The union that claims it warned KFC against switching chicken delivery supplier has urged the chain and its new logistics partner DHL not to make workers “suffer” for the fiasco.
GMB, Britain’s general union, said the “shocking board-level decision” to award the contract to DHL had already cost 255 jobs at former delivery company Bidvest, prior to leaving hundreds of workers at closed KFC restaurants “in limbo”.
Mick Rix, GMB national officer, said: “KFC and DHL must join forces to make sure affected workers are paid for the hours they’ve lost. Our members in KFC franchises are missing out on shifts with no idea when their stores will reopen.
“They’ve told us they’re now being advised to use their holiday entitlement to cover the working time they’ve lost as a result of this mess. For a multi-billion pound global giant to treat workers at the sharp end like dirt because of their foul up is a disgrace.

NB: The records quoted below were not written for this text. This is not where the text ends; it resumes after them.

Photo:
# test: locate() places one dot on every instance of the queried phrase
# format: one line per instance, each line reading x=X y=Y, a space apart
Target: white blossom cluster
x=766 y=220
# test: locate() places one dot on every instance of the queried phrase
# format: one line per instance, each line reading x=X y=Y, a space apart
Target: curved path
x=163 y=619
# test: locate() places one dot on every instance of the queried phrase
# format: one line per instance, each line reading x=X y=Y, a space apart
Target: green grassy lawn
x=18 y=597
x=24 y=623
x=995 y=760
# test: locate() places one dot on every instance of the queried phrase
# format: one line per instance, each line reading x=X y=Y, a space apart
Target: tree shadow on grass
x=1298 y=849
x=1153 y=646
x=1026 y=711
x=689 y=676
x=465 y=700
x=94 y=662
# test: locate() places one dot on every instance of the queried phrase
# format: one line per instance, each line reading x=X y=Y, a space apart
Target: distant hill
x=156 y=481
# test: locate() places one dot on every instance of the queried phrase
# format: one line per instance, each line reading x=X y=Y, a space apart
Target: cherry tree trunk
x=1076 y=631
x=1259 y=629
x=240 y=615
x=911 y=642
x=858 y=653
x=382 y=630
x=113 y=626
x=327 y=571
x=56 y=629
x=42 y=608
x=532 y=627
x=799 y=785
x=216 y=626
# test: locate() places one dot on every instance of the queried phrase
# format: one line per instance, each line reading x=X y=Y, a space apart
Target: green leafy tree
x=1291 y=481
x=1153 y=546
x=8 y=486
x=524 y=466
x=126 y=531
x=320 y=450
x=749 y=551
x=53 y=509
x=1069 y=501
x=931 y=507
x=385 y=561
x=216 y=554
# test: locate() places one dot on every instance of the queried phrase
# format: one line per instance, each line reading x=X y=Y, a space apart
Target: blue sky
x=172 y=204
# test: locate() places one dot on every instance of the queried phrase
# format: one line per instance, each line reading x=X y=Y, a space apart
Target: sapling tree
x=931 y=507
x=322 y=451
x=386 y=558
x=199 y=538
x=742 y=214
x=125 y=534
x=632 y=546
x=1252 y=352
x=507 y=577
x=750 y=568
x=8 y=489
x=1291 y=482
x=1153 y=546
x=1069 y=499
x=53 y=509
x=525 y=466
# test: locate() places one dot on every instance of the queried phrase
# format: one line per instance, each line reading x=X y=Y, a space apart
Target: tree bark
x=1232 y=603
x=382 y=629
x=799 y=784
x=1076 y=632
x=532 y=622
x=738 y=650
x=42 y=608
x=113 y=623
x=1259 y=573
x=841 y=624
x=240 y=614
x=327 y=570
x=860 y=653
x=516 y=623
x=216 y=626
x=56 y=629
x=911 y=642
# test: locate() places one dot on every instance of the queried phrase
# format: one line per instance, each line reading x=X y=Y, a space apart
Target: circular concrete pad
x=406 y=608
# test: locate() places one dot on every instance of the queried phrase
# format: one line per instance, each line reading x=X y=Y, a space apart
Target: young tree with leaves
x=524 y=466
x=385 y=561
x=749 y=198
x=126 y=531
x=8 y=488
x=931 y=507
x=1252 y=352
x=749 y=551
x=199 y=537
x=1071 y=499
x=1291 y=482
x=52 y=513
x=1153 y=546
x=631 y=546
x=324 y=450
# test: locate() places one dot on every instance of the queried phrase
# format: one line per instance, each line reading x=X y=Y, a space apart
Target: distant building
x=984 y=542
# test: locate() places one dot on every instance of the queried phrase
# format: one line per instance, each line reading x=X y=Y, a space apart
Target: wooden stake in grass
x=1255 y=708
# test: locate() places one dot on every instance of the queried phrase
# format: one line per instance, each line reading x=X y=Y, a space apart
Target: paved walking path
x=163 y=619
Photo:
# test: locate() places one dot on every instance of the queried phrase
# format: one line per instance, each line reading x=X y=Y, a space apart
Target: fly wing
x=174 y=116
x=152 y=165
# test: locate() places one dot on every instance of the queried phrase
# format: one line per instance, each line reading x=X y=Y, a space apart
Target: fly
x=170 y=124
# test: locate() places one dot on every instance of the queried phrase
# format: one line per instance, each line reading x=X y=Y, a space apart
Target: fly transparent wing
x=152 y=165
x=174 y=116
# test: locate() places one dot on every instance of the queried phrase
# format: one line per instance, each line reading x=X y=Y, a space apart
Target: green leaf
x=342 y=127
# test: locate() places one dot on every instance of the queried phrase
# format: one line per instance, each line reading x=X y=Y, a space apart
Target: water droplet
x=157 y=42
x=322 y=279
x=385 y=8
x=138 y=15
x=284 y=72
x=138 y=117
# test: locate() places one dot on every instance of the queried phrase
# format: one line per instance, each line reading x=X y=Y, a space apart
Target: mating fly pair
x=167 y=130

“UK workers in KFC restaurants are losing out due to Colonel Chaos – their contracts are stuck in the bargain bucket. We demand KFC and DHL make sure affected workers are paid for the hours they’ve lost.”
KFC described the issue of whether it is paying its employees remains a “complicated” matter.
A spokesperson commented: “We employ over 24,000 people, both in restaurants we own and in franchises. But we completely understand the impact this is having on them, so we’re doing evertyhing in our power to fix it. While our KFC-owned restaurants are closed, salaried employees will be paid as normal. Hourly-paid team members will be paid based on the average hours they’ve worked over the last 12 weeks. Or they’re invited to take holiday if they like – entirely up to them.”
KFC said its franchisees run their own businesses so they’ve taken time to get independent advice.
“As it stands, none of our team members will be worse off financially this week. We need our people now more than ever, Not all heroes wear capes,” the spokesperson added.
As of yesterday, KFC said that around 70% of its restaurants were open, including all of Ireland. It is updating its website every 15 minutes with news of which stores have reopened.